Weather has been on my mind lately as we have had so much rain that in some areas of our beautiful country the hills have been sliding down. In my neck of the woods the rain has turn our picturesque valley into a garden paradise. Trees, shrubs and flowers look freshly minted like a enchanted forest. The vegetable garden is full and all the plants are flourishing. Unfortunately this also means the weeds are giving their best, but I console myself with the thought that they will help the next years crop as compost!
With all this rain the Christmas Plums have been slow to ripen and are full of juice and splits. I have given up trying to get jam to set from these fruit and have made Plum Butter. This is a wonderfully rich and lucious tasting spread but with less sugar than jam. It is wonderful on vanilla ice cream and a friend is going to use his pot as a base for his famous Hot Plum Salad (no he won't give me the recipe but has promised to cook it for me so I'll construct my version then). Next up in the kitchen is some Plum jelly as I think by adding lemon juice I might be able to get this to set. Plus we have plenty of Plum Jam left from last years crop.
This recipe is very simple but time consuming.
Wash and sort plums - if they are large enough, cut up and take out pips. If not just put in pan. Quantity does not matter but the butter keeps its beautiful colour if made in smaller quantities (max 3-4 kgs). It is best to use a heavy base pan to stop the bottom catching.
Do not add any water other than what is clinging to the plums from washing - slowly sweat the plums to bring out their juice, once there is some juice at the bottom turn up the heat and bring to the boil mixing the plums up to cook them all. Stir frequently to stop the bottom plums catching and burning.
When they are all soft and pulpy either push through a sieve to separate stones and break up the skins or if no pips blend.
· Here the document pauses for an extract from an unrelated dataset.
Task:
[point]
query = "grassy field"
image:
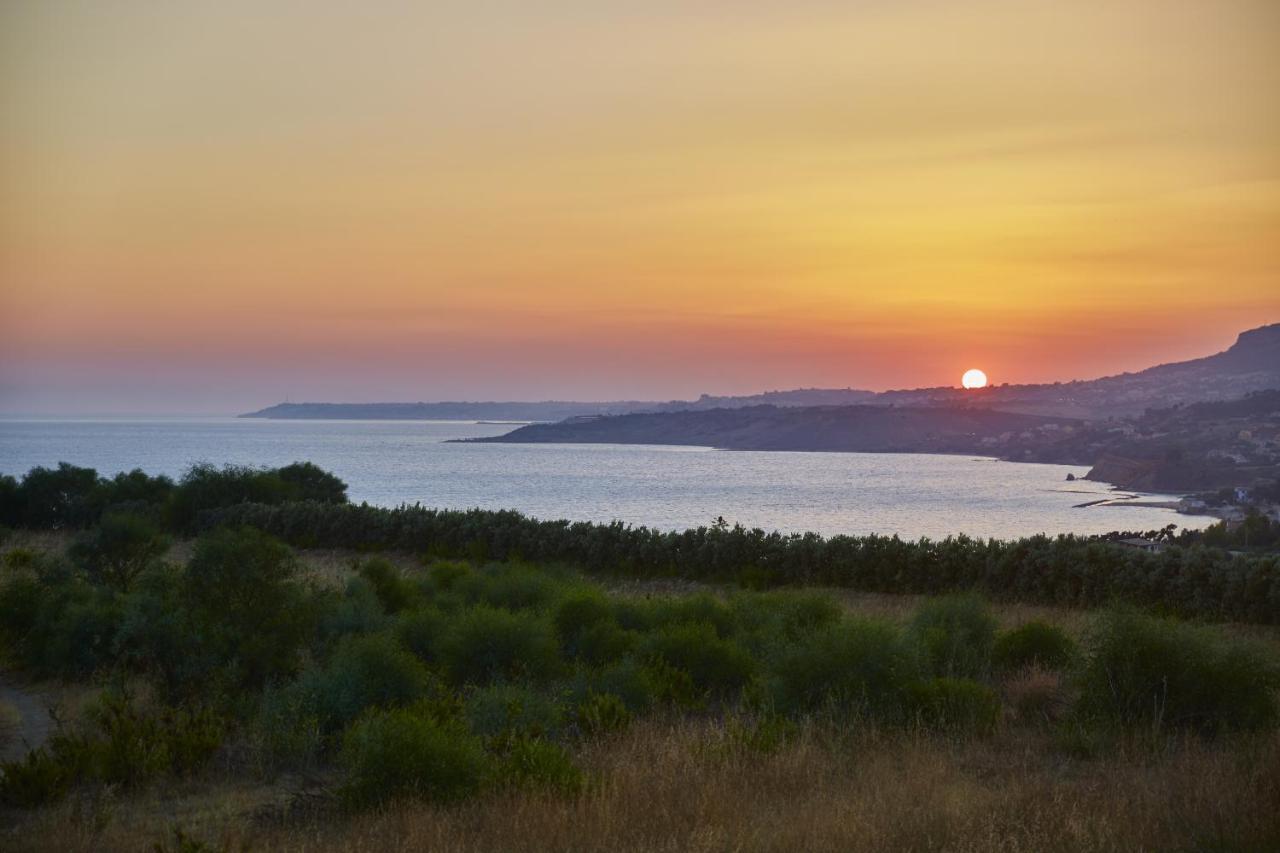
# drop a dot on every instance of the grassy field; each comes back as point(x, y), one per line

Measure the sieved pulp and for every 2 cups of pulp add 1 cup of sugar. ( I prefer this lower amount of sugar but you can add up to 1 3/4 cups of sugar for every 2 cups of pulp).
Return the pulp and sugar to the pan and bring to the boil stirring until all the sugar has dissolved. Boil the mixture for another 15-20 minutes stirring regularily until the mixture is thick and gluepy ( the more pulp you have the longer this will take and can result in caramelisation of the sugars and changes in the taste.) To test if the butter is ready have some small dishes in the freezer - take one out and carefully drip a small quantity onto the plate. If it is ready it will cool to a thick gel and hold its shape. My children always seem to appear at this stage and love to be the taste testers.
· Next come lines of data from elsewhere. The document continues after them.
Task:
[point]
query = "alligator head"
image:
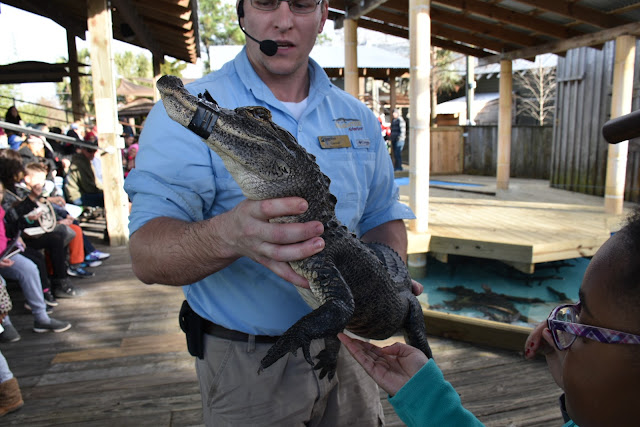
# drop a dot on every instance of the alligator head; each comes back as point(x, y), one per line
point(263, 158)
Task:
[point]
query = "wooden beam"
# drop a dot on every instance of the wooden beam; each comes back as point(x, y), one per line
point(77, 107)
point(511, 17)
point(459, 48)
point(592, 39)
point(104, 93)
point(572, 10)
point(420, 112)
point(446, 32)
point(351, 57)
point(480, 27)
point(504, 125)
point(621, 103)
point(129, 14)
point(362, 8)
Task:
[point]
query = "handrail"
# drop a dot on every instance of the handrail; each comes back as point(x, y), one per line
point(56, 136)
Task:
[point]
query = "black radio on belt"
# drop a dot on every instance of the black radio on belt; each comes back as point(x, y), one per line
point(193, 326)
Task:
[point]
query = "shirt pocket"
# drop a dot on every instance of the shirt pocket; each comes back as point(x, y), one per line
point(351, 173)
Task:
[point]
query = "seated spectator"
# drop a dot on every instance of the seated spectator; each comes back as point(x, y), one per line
point(81, 186)
point(18, 206)
point(33, 150)
point(35, 177)
point(10, 396)
point(25, 272)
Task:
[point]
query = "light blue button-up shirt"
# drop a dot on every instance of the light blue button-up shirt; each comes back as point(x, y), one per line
point(178, 176)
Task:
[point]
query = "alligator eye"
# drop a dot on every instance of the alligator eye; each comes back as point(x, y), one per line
point(281, 168)
point(261, 113)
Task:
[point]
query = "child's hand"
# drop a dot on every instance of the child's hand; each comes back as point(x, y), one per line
point(390, 367)
point(541, 341)
point(6, 263)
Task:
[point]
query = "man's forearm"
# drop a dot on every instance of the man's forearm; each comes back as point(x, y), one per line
point(174, 252)
point(392, 233)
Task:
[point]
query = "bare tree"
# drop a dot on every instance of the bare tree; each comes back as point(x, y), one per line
point(537, 89)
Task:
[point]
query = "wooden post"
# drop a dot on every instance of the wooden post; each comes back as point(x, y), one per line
point(351, 57)
point(419, 112)
point(504, 125)
point(392, 93)
point(156, 76)
point(76, 97)
point(116, 204)
point(621, 99)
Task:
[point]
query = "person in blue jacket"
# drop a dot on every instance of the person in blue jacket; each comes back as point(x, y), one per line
point(592, 350)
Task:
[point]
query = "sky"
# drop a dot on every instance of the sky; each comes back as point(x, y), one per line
point(29, 37)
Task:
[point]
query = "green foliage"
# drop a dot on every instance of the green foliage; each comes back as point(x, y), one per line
point(130, 66)
point(173, 68)
point(218, 26)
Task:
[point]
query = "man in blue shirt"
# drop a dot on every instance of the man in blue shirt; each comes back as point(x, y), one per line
point(192, 227)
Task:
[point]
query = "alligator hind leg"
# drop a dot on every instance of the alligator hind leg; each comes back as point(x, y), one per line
point(325, 321)
point(328, 358)
point(415, 329)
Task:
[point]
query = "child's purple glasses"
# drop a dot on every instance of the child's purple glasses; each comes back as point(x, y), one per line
point(564, 328)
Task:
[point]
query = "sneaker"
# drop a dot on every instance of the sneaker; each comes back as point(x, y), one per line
point(49, 299)
point(97, 256)
point(77, 271)
point(91, 264)
point(53, 326)
point(64, 290)
point(28, 307)
point(9, 334)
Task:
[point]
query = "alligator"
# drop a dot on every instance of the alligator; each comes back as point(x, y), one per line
point(363, 287)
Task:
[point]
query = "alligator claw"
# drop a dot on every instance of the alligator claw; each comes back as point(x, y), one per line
point(327, 364)
point(286, 344)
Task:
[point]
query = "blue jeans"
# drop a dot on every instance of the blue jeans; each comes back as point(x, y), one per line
point(397, 147)
point(26, 273)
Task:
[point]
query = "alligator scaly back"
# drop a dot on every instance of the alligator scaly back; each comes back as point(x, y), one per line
point(364, 288)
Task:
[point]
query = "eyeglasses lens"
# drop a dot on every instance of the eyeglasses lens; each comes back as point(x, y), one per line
point(570, 315)
point(300, 7)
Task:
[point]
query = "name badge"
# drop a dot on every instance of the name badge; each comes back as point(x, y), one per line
point(334, 141)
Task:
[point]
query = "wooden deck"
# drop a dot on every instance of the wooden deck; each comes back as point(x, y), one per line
point(528, 224)
point(125, 363)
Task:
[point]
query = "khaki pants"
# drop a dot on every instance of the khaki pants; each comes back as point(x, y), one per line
point(288, 393)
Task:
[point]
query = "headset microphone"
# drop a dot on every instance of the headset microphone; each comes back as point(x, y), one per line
point(268, 47)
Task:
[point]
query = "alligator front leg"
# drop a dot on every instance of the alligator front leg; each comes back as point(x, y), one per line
point(328, 358)
point(337, 307)
point(327, 320)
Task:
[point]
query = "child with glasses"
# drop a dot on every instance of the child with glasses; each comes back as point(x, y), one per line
point(591, 348)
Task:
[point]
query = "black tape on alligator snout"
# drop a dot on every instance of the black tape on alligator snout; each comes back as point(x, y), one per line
point(206, 116)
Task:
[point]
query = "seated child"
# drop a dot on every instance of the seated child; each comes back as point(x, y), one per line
point(591, 348)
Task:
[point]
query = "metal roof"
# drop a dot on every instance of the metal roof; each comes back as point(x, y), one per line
point(494, 29)
point(164, 27)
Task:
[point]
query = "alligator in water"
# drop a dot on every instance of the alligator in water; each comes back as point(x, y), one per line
point(363, 287)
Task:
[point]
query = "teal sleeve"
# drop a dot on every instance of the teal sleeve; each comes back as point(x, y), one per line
point(428, 400)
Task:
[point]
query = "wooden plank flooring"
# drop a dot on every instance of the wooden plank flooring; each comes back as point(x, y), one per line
point(125, 363)
point(528, 224)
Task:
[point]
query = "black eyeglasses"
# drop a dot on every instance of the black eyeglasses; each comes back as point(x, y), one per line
point(564, 327)
point(299, 7)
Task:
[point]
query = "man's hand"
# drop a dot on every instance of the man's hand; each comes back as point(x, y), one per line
point(250, 233)
point(67, 221)
point(57, 200)
point(390, 367)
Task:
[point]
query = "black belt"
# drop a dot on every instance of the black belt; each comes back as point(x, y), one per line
point(221, 332)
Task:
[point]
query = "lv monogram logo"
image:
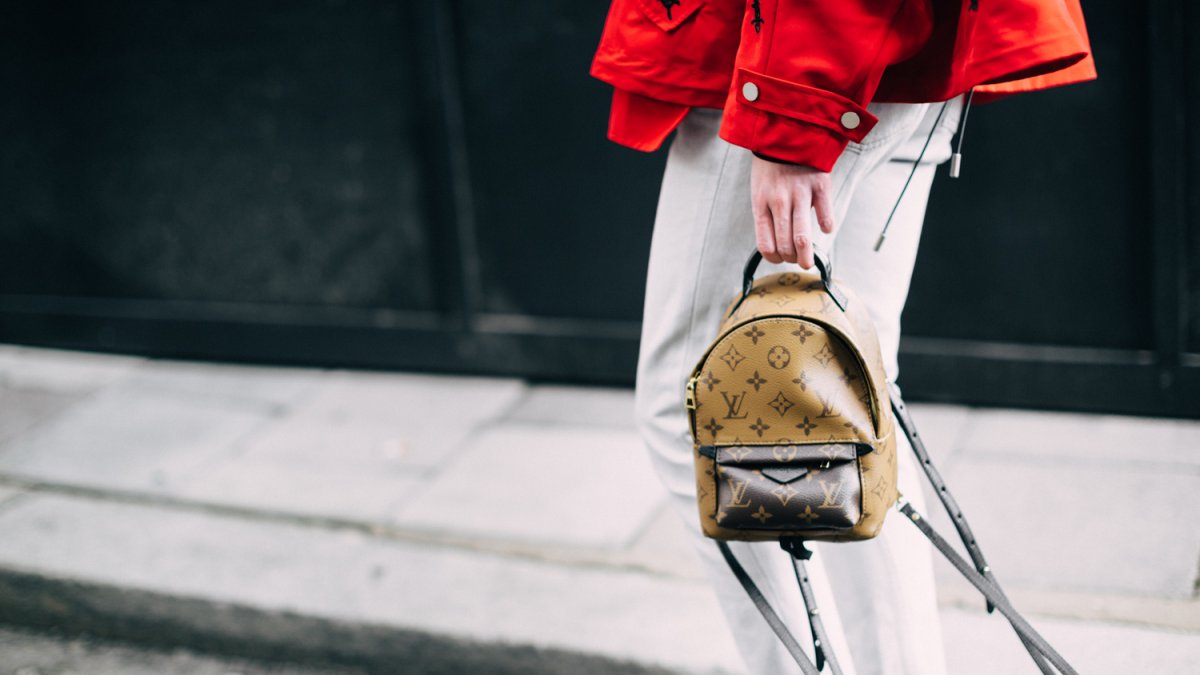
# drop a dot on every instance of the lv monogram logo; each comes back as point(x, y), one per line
point(827, 408)
point(733, 404)
point(832, 491)
point(738, 493)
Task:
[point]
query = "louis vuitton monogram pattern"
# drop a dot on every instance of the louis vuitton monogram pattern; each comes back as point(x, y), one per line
point(787, 487)
point(792, 370)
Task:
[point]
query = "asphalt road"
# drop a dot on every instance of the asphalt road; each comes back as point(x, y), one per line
point(30, 653)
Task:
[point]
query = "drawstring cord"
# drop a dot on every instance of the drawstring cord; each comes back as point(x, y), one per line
point(883, 233)
point(957, 157)
point(955, 161)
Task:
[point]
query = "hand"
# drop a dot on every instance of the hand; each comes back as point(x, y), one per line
point(781, 197)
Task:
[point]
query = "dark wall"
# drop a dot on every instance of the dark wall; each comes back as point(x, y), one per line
point(390, 184)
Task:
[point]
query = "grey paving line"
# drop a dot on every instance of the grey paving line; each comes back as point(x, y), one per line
point(537, 551)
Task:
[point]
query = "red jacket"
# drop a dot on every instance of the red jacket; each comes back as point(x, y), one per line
point(795, 76)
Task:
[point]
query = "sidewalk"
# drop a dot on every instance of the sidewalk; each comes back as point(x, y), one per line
point(424, 524)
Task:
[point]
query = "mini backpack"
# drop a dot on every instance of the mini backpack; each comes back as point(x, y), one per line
point(795, 438)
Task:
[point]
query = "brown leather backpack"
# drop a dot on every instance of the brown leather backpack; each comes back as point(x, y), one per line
point(795, 434)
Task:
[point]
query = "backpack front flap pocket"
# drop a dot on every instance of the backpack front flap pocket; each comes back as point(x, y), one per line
point(799, 487)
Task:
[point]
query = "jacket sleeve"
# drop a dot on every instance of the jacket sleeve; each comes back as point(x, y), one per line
point(807, 69)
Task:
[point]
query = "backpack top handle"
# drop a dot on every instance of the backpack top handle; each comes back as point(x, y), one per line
point(823, 266)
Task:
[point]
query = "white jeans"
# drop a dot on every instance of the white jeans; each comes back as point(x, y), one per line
point(877, 597)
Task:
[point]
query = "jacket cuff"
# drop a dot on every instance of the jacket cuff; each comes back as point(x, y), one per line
point(792, 121)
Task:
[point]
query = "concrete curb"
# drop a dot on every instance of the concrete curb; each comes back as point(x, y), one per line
point(145, 617)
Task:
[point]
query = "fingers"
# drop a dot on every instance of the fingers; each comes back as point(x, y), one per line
point(781, 215)
point(823, 205)
point(802, 236)
point(765, 230)
point(783, 197)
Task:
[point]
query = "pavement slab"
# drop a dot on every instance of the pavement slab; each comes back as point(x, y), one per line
point(265, 387)
point(1080, 525)
point(130, 440)
point(9, 494)
point(579, 406)
point(22, 410)
point(563, 485)
point(63, 371)
point(1089, 437)
point(348, 575)
point(28, 653)
point(981, 644)
point(417, 420)
point(942, 428)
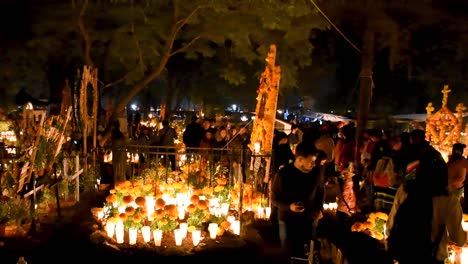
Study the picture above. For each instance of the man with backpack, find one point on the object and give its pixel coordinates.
(424, 215)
Bottle into sterilised jars and cap with lids or covers.
To sterilise jars wash them and rinse, invert them but leave them with a film of water. Place jars in an oven set to 120C for 45 minutes. I place lids into a pot of water and bring to the boil for 10 minutes.
I store my preserves in a dark cupboard and have had no problems with spoilage following this method but if you are unsure you can keep this butter in the fridge. It is necessary to keep the butter in the fridge after opening as the sugar content is low.